Judy Turner-Crawson reflects on letting our lights shine, as individuals and a community
Like millions who watched the royal wedding earlier this year, I found it exquisitely beautiful and inspiring. Yes, I was even misty-eyed – as the event came two days before the thirty-seventh anniversary of my wedding to my late husband Richard.
Being both a Quaker and an Anglican, I sometimes refer to myself as a ‘Quanglican’ (like Terry Waite) and, with dual American and British nationality, I was transported by the words, music and symbolism. They brought together a handsome hereditary British prince and a beautiful dual heritage American woman – a divorced actor, no less – who shares her ‘prince charming’s’ passion to use celebrity status where possible to help make the world a better place. Like my late husband Richard and me, the couple is giving new meaning to the much-vaunted ‘Special Relationship’ between Britain and the USA.
For me, the highlight of the service was the sermon by Michael Bruce Curry, the twenty-seventh presiding bishop and primate of the US Episcopal Church. Sadly, America’s Episcopal Church has been badly damaged over various deeply contentious issues; but Michael Bruce Curry has remained enthusiastic. He preached in the vociferously emotional style of Martin Luther King and other inspiring black leaders. His focus was on the power of love.

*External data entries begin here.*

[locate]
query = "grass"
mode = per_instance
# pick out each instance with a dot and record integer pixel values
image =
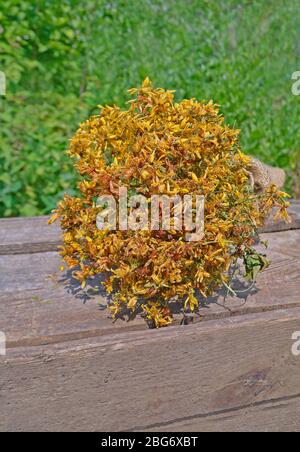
(241, 54)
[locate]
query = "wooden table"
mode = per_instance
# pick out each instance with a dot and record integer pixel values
(69, 368)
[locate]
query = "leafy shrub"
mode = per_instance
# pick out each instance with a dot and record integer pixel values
(61, 58)
(159, 147)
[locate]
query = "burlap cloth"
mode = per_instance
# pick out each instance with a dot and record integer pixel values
(262, 176)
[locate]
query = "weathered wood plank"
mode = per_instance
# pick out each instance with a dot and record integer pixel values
(141, 381)
(34, 235)
(279, 415)
(28, 235)
(38, 305)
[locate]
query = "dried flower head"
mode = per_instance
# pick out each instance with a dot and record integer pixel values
(160, 147)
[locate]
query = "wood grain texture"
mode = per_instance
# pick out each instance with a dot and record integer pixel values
(277, 415)
(137, 381)
(34, 235)
(28, 235)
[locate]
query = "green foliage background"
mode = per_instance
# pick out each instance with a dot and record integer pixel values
(64, 57)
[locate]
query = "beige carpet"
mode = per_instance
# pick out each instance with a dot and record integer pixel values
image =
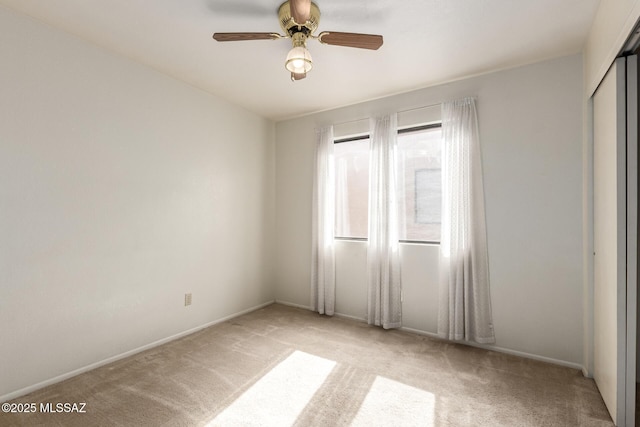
(284, 366)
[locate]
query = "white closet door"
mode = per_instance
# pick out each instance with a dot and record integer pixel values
(609, 216)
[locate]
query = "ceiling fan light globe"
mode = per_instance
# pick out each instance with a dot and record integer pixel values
(299, 60)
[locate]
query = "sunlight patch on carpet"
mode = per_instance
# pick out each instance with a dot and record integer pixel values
(391, 403)
(278, 398)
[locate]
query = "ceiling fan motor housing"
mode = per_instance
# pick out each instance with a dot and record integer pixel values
(290, 27)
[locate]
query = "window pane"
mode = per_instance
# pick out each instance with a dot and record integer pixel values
(352, 188)
(419, 157)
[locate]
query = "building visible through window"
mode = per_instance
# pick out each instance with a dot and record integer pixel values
(419, 185)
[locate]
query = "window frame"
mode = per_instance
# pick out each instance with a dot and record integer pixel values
(362, 137)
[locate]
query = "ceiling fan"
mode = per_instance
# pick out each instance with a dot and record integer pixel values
(299, 19)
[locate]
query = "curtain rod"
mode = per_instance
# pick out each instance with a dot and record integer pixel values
(399, 112)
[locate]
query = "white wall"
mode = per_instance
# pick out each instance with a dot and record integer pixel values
(611, 27)
(531, 135)
(121, 189)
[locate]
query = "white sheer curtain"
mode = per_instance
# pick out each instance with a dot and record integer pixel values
(323, 282)
(383, 260)
(465, 300)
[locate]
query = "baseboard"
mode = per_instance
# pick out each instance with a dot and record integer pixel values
(87, 368)
(526, 355)
(292, 304)
(483, 346)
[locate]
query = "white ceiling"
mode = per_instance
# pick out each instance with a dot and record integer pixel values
(426, 42)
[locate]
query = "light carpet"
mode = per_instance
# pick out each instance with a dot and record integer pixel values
(282, 366)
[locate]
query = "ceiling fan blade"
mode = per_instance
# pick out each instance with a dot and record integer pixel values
(298, 76)
(300, 10)
(234, 37)
(361, 41)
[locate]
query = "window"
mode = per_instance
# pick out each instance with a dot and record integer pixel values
(419, 178)
(352, 187)
(420, 175)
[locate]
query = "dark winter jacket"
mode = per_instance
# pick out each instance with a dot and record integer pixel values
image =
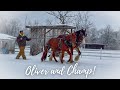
(21, 40)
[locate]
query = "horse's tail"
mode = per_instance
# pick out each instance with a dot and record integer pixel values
(45, 52)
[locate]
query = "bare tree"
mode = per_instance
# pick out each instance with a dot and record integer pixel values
(82, 20)
(63, 17)
(108, 37)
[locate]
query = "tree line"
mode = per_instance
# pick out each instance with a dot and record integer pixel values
(81, 19)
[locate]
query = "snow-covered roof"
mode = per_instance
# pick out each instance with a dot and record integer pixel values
(5, 36)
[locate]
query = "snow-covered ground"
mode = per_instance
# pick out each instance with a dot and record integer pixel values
(88, 67)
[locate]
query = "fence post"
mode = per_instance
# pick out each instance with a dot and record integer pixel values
(101, 53)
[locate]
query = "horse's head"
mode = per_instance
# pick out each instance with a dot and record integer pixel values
(81, 32)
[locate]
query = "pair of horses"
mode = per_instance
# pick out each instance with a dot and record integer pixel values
(65, 43)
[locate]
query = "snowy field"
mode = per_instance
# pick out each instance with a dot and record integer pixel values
(93, 64)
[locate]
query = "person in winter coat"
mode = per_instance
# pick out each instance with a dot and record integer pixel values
(21, 40)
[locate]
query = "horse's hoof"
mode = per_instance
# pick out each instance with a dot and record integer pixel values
(68, 61)
(56, 61)
(71, 61)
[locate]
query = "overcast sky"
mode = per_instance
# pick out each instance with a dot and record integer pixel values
(99, 18)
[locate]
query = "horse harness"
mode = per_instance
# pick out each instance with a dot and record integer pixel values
(67, 42)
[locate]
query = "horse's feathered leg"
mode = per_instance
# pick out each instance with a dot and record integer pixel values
(53, 54)
(79, 53)
(45, 53)
(71, 58)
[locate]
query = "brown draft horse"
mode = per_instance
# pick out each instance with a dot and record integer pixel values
(80, 35)
(59, 45)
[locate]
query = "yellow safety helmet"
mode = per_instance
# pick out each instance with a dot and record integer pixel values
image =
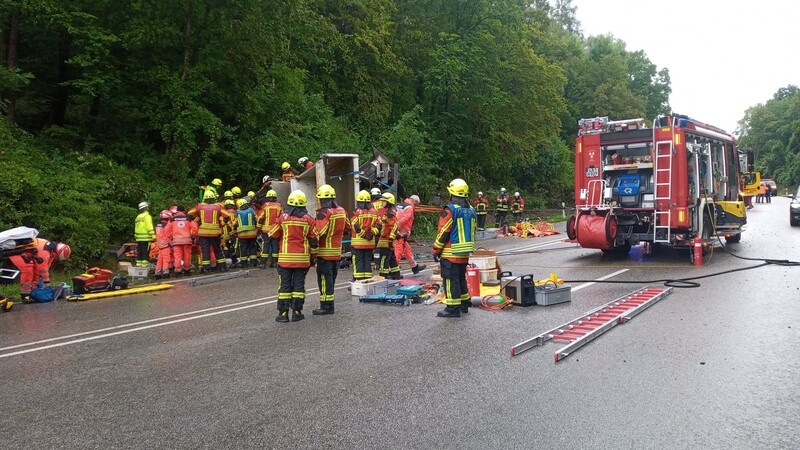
(326, 191)
(363, 196)
(389, 197)
(297, 198)
(458, 188)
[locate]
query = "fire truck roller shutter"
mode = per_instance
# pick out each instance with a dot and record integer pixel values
(596, 231)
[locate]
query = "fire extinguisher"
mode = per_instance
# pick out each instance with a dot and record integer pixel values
(697, 243)
(473, 280)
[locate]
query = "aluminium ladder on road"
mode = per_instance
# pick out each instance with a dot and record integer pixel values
(663, 188)
(586, 328)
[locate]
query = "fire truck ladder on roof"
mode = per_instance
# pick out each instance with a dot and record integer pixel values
(586, 328)
(663, 197)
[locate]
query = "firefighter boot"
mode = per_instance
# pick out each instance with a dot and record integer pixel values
(283, 311)
(325, 308)
(450, 311)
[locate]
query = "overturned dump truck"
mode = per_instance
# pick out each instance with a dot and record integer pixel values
(665, 184)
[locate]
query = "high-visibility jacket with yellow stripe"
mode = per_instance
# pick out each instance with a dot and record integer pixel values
(365, 227)
(455, 239)
(269, 215)
(331, 225)
(298, 240)
(143, 230)
(209, 216)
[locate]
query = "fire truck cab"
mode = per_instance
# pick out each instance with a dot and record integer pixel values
(667, 184)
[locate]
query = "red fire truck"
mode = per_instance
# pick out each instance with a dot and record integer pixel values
(665, 184)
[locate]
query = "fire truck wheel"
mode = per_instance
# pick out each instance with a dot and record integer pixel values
(571, 230)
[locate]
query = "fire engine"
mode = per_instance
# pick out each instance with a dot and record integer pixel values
(670, 183)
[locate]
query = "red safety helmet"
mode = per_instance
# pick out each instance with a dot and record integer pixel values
(63, 251)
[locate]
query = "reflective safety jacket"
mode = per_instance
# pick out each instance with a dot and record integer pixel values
(389, 230)
(245, 223)
(144, 231)
(517, 204)
(331, 225)
(269, 215)
(162, 239)
(209, 216)
(455, 238)
(181, 231)
(502, 202)
(298, 240)
(481, 205)
(365, 228)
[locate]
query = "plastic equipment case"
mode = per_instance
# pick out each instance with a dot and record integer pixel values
(521, 290)
(550, 294)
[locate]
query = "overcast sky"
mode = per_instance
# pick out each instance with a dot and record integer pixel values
(723, 56)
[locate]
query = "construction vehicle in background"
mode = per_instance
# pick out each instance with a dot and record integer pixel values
(667, 184)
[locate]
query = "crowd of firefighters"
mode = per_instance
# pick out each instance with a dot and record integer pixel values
(258, 231)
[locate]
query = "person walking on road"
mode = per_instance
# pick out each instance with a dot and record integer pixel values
(298, 251)
(455, 241)
(405, 222)
(331, 225)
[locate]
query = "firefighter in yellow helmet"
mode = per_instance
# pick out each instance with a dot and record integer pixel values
(331, 225)
(362, 242)
(455, 241)
(287, 172)
(298, 251)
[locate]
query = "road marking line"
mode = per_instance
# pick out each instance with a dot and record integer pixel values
(265, 300)
(581, 286)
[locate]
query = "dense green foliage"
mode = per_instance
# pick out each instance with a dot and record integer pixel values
(111, 103)
(772, 132)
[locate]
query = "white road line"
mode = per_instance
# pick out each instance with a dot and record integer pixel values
(581, 286)
(228, 307)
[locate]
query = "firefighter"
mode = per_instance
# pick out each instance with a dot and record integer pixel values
(298, 252)
(517, 207)
(388, 263)
(246, 233)
(228, 241)
(481, 205)
(34, 264)
(502, 202)
(287, 172)
(144, 234)
(162, 242)
(209, 232)
(305, 163)
(331, 225)
(455, 241)
(215, 186)
(268, 217)
(362, 243)
(181, 232)
(405, 222)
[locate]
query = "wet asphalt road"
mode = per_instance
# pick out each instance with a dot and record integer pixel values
(713, 367)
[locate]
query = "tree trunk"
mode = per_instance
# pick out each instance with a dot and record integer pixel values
(12, 62)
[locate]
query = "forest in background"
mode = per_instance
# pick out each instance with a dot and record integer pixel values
(111, 103)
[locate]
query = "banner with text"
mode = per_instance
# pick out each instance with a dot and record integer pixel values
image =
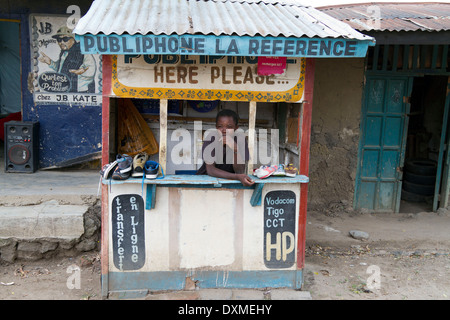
(223, 45)
(205, 78)
(62, 73)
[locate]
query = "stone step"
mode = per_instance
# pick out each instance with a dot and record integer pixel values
(47, 229)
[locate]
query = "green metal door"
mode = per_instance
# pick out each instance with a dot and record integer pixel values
(445, 164)
(382, 143)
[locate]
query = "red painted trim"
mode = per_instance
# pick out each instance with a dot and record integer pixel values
(106, 78)
(305, 141)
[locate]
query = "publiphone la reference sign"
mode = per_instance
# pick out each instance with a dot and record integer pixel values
(190, 77)
(62, 73)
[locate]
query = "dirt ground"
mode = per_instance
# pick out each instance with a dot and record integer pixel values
(337, 267)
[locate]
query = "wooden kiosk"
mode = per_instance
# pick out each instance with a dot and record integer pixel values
(158, 233)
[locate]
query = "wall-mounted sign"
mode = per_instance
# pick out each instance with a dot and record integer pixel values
(128, 238)
(62, 74)
(205, 78)
(279, 229)
(222, 45)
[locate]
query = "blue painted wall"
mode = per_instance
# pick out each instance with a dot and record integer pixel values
(66, 133)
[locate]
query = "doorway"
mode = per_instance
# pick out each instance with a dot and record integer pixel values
(426, 144)
(10, 87)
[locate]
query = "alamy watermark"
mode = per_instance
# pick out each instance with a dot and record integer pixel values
(374, 280)
(265, 152)
(74, 280)
(374, 21)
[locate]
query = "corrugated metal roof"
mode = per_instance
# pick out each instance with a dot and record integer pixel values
(284, 18)
(393, 16)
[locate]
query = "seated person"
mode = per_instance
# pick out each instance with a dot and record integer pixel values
(232, 153)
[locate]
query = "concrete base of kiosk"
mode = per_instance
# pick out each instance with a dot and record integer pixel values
(214, 231)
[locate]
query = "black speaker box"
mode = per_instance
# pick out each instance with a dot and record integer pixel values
(21, 146)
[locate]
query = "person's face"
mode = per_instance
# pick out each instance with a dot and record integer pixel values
(65, 42)
(225, 123)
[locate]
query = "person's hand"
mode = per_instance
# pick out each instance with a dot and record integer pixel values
(245, 180)
(79, 71)
(44, 58)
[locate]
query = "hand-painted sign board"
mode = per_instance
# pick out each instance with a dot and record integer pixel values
(222, 45)
(279, 229)
(128, 236)
(205, 78)
(62, 74)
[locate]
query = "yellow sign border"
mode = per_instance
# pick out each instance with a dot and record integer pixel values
(293, 95)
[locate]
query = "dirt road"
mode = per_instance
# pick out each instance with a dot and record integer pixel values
(406, 257)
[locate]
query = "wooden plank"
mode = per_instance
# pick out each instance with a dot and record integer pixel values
(163, 134)
(251, 135)
(192, 119)
(305, 141)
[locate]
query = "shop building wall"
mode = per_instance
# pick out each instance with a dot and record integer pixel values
(338, 90)
(67, 132)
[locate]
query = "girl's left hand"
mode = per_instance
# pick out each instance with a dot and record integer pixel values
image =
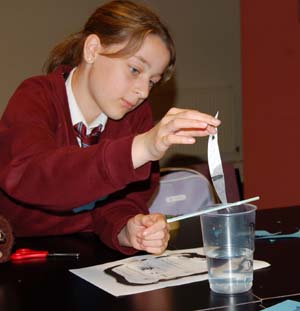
(148, 233)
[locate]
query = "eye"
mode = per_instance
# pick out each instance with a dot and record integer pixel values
(151, 84)
(134, 70)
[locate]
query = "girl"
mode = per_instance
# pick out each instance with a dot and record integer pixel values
(97, 81)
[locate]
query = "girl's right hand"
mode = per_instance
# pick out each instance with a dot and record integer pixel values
(178, 126)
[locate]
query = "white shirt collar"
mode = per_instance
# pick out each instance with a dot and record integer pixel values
(76, 114)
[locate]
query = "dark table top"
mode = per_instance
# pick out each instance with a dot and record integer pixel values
(49, 285)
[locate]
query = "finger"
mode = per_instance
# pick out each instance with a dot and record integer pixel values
(193, 114)
(154, 224)
(158, 235)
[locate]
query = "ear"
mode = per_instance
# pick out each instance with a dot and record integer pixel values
(92, 46)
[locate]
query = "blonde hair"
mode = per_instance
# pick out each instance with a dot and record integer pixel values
(114, 22)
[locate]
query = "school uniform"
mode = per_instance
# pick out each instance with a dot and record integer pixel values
(45, 177)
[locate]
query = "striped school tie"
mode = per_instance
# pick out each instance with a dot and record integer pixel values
(90, 139)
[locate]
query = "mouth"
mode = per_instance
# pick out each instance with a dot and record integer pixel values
(127, 104)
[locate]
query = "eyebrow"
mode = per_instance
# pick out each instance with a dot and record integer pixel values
(144, 61)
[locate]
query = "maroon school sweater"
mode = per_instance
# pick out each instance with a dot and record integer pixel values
(44, 174)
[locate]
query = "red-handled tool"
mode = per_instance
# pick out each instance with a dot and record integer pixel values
(27, 253)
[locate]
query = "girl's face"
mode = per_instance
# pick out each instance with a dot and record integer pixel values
(117, 86)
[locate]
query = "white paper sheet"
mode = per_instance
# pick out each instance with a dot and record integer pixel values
(148, 272)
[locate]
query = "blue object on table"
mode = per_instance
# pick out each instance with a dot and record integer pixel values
(263, 234)
(287, 305)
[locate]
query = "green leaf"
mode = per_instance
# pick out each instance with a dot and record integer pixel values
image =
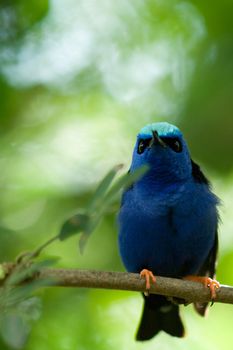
(14, 330)
(126, 181)
(101, 190)
(74, 225)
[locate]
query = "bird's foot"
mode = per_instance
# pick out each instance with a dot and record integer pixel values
(149, 277)
(208, 282)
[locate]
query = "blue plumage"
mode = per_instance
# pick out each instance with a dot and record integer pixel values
(168, 219)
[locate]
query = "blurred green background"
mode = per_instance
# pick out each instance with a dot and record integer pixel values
(78, 79)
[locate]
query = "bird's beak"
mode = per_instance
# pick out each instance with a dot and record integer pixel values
(156, 140)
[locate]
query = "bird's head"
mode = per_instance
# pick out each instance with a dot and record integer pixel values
(162, 146)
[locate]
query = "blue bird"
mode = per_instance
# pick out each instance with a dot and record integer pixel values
(168, 225)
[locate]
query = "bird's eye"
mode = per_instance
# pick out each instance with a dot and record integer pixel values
(174, 143)
(142, 145)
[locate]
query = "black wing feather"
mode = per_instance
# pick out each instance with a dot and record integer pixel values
(208, 269)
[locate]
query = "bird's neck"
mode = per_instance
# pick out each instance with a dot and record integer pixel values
(162, 180)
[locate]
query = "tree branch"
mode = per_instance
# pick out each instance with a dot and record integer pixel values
(171, 287)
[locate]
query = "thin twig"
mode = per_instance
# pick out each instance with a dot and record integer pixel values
(171, 287)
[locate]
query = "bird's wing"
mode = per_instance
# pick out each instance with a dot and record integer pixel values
(209, 266)
(208, 269)
(198, 174)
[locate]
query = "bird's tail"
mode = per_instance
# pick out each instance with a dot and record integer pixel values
(159, 314)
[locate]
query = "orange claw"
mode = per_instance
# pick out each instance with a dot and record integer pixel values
(207, 282)
(148, 275)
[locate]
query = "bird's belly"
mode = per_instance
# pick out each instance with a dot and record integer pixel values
(155, 245)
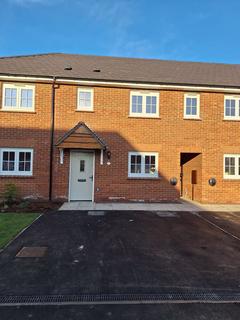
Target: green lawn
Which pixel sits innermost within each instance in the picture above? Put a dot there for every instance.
(12, 223)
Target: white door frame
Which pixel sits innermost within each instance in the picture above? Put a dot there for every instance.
(70, 166)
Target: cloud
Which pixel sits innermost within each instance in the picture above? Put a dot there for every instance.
(117, 17)
(27, 3)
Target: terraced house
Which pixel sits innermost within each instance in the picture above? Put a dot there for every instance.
(77, 127)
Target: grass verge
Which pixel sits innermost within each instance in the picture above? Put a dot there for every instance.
(13, 223)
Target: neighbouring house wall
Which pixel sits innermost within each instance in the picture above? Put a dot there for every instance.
(192, 191)
(29, 130)
(168, 135)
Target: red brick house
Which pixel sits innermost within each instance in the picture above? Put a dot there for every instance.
(77, 127)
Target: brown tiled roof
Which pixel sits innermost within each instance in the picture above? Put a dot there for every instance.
(122, 69)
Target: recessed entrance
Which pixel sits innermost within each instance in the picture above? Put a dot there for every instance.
(191, 175)
(81, 176)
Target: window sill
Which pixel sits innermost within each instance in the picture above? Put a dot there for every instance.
(16, 176)
(189, 118)
(231, 119)
(17, 111)
(78, 110)
(143, 117)
(144, 178)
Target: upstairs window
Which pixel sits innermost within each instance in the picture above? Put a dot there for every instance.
(18, 97)
(16, 162)
(231, 166)
(232, 108)
(143, 164)
(191, 106)
(85, 99)
(144, 104)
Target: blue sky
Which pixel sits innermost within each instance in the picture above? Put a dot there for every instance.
(203, 30)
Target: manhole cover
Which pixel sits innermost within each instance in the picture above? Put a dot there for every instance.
(166, 214)
(32, 252)
(96, 213)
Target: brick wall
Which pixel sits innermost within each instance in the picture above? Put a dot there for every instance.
(169, 136)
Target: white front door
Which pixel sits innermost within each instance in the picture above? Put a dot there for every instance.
(81, 176)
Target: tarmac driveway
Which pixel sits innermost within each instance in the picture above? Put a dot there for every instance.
(120, 252)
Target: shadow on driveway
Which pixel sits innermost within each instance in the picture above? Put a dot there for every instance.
(120, 252)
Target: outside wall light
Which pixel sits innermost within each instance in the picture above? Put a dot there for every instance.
(109, 157)
(212, 182)
(173, 181)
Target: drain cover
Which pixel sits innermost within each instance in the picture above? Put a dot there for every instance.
(32, 252)
(96, 213)
(167, 214)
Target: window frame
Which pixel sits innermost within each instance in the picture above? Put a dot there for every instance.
(19, 87)
(192, 95)
(237, 163)
(16, 172)
(144, 96)
(142, 175)
(237, 107)
(89, 90)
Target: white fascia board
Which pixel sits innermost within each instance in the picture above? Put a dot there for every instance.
(121, 84)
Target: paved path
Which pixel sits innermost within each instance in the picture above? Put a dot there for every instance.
(188, 206)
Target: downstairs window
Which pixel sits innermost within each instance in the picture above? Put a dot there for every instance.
(16, 162)
(143, 164)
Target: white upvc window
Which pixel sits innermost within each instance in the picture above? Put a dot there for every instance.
(85, 99)
(232, 107)
(231, 165)
(143, 164)
(16, 161)
(18, 97)
(191, 106)
(144, 104)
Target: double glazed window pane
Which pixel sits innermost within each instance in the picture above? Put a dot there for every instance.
(8, 163)
(85, 99)
(150, 166)
(135, 164)
(143, 164)
(151, 104)
(137, 104)
(18, 98)
(24, 163)
(26, 98)
(10, 97)
(17, 161)
(230, 107)
(230, 166)
(191, 106)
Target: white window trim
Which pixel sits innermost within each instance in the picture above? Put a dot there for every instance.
(237, 100)
(191, 95)
(80, 108)
(16, 172)
(18, 107)
(142, 175)
(236, 176)
(144, 96)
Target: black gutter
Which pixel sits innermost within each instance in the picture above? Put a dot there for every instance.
(52, 139)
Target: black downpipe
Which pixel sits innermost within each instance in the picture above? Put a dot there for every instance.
(52, 139)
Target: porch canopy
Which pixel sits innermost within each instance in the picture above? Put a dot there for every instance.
(81, 137)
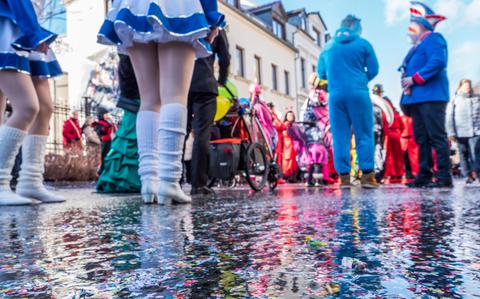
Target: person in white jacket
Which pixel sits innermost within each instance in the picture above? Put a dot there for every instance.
(463, 126)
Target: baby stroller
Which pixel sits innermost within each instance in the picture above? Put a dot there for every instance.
(245, 148)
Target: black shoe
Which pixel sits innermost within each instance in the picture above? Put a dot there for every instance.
(441, 184)
(203, 192)
(310, 184)
(420, 183)
(470, 180)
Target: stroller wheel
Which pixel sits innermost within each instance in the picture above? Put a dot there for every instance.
(257, 167)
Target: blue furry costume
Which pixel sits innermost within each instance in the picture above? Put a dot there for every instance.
(349, 62)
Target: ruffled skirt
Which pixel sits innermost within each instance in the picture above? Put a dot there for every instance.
(160, 21)
(32, 63)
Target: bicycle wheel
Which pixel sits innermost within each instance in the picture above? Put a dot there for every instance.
(257, 167)
(272, 178)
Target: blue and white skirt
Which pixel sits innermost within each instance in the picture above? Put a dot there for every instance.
(33, 63)
(160, 21)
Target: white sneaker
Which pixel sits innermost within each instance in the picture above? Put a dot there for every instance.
(38, 192)
(149, 191)
(171, 192)
(30, 181)
(9, 198)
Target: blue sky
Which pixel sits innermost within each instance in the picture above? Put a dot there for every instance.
(385, 24)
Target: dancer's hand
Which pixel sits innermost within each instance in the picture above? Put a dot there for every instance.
(213, 34)
(407, 82)
(43, 48)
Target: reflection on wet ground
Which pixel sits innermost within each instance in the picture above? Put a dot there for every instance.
(295, 243)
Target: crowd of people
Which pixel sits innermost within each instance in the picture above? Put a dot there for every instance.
(305, 153)
(167, 55)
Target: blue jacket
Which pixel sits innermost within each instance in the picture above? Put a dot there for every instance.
(348, 62)
(22, 13)
(427, 64)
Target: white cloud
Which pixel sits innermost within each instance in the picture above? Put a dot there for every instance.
(472, 15)
(452, 9)
(396, 11)
(465, 62)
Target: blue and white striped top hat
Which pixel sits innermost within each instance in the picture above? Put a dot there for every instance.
(421, 13)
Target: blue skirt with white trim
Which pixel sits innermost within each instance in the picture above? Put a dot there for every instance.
(160, 21)
(33, 63)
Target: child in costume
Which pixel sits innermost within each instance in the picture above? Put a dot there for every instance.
(26, 63)
(409, 148)
(290, 148)
(394, 164)
(348, 63)
(317, 131)
(162, 39)
(120, 173)
(383, 118)
(426, 94)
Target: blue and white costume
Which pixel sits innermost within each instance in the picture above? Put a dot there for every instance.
(160, 21)
(20, 35)
(349, 62)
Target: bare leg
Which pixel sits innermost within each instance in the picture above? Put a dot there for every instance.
(176, 61)
(41, 123)
(20, 90)
(145, 63)
(30, 182)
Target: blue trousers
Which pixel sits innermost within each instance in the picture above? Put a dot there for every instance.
(352, 110)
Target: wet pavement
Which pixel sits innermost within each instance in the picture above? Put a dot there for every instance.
(294, 243)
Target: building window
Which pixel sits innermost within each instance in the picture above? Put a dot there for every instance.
(239, 62)
(274, 77)
(278, 29)
(317, 36)
(258, 69)
(303, 23)
(287, 83)
(302, 73)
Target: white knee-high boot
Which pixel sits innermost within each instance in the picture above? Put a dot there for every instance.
(171, 137)
(30, 182)
(147, 140)
(10, 142)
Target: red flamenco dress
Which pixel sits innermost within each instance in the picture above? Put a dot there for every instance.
(394, 163)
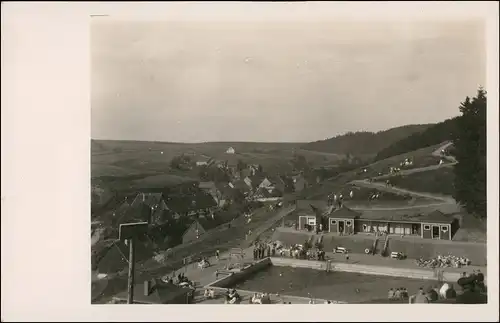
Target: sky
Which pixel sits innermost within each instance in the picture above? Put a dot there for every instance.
(276, 80)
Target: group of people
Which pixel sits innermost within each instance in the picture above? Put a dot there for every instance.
(398, 293)
(444, 261)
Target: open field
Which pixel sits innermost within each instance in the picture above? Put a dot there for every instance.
(412, 247)
(335, 285)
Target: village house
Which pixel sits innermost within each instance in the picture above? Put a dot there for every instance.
(308, 213)
(299, 182)
(253, 182)
(197, 204)
(204, 161)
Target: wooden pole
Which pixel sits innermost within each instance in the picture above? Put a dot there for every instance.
(131, 265)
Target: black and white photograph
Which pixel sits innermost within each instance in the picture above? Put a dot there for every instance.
(288, 162)
(279, 153)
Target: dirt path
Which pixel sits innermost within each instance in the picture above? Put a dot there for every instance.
(444, 200)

At the end, he cited a French scientist, theologian and mystic – Pierre Teilhard de Chardin – whose thinking I find profound. The words were: ‘Someday, after mastering the winds, the waves, the tides and gravity, we shall harness for God the energies of love… and then, for a second time in the history of the world, man will have discovered fire.’
Last Sunday, as our Meeting for Worship ended, a beautiful older woman visiting from Australia with her second husband observed that: ‘Love is truly unlimited’. I had never thought of it like that, but it seems to me that she is right. Her husband cited Michael Bruce Curry’s comment that: ‘Two young people fell in love and all of us showed up!’ As did massive television audiences all over the world!
Many Quakers find the institution of royalty and the huge gap between the wealth of royals and ordinary people offensive. For me, there are other dimensions worth considering. Clearly, this particular event gave us something fresh and delightful to think and talk about. Indeed, perhaps in the context of this wedding, our royal family, young and old, is likely to have a growing impact on the wider world, encouraging millions of people to do their best to make our world – God’s world – a better place.
We Quakers have long undertaken vital voluntary work and challenging campaigns; even in the face of major risks and sometimes punishments. Westminster Meeting is in the early stages of organising to help a refugee family resettle. We have a project to support funerals for those whose loved ones can’t afford one. We are building up a Children’s Meeting, which we hope can keep our movement thriving as many of us oldies depart from this world. There is so much to be done.
So, let’s continue as individuals and a community to let our lights shine. Let’s be thankful for those in leadership roles who fan the flames of passionate engagement with the world and, like George Fox, despite the turbulent times in which we live, let’s continue to ‘walk cheerfully over the world, answering that of God in everyone’.